Marketing Automation & Its Role in Organizational Change

There are many ways in which organizations change, and if you’re familiar with change, you may be familiar with the concept of evolutionary vs revolutionary. Evolutionary change is the gradual sort. According to Gareth R. Jones & Jennifer M. George, who wrote a book called Contemporary Management, evolutionary change is a slow, constant effort to improve—it doesn’t happen overnight.

If you’re a digital marketer, this type of change is almost comical. Nothing about the digital marketing industry is gradual and slow. Companies who don’t adapt quickly to the ever-changing environment lose market share to the innovators—the “revolutionary” companies.

If you’re a revolutionary company, then you know that revolutionary change is rapid, dramatic and bold. According to George and Jones, revolutionary change is often due to a new technological advancement bursting onto the scene—one that is integral to the function of the organization. When you hear this, do you think of marketing automation? If not, you should.

Marketing automation platforms are the new technology that’s shaking up organizational structure. Over the past year, this industry has exploded, and it’s expected to experience double digit growth through 2014. What does double digital growth look like? Some analysts have predicted that the marketing automation industry will reach $4.8 billion in 2014, as marketers begin to understand how to implement and improve marketing automation strategies.

Early adopters are jumping on the marketing automation bandwagon, and it’s estimated that about 50% of all companies will by 2015. Before doing so, you should consider the ways this new platform may change your organization.
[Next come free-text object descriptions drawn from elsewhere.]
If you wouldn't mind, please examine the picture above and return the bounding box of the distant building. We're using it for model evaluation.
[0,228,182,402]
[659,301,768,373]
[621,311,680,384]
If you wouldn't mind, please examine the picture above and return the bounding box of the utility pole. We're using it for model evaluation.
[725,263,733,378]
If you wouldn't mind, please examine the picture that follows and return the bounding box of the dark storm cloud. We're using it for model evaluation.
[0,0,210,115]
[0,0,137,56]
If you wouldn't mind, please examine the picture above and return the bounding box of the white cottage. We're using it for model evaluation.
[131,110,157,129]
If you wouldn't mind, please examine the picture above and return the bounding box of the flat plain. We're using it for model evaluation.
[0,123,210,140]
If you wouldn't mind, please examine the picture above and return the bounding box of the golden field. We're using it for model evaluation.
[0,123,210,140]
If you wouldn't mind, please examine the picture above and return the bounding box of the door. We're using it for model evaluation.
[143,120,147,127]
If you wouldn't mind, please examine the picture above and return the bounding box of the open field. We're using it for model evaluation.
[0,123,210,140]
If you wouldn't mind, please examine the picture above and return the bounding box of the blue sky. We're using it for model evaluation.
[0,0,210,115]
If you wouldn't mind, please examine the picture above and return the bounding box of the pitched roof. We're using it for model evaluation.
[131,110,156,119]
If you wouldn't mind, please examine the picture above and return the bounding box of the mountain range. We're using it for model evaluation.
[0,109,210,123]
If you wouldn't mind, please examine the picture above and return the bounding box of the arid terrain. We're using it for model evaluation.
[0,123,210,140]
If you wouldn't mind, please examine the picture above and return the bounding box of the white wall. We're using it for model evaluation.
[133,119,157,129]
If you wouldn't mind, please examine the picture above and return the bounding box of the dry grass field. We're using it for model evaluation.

Sales & Marketing Alignment

Marketing automation has inspired a shift in the way many organizations view their marketing departments. Marketing spend can now be accurately tracked back to leads, and all efforts (online and offline) can be tied to revenue. The ability to hold marketing dollars accountable is a massive shift from the days of John Wanamaker, who is famous for admitting that marketing worked, but he didn’t know which half of his budget was driving the results.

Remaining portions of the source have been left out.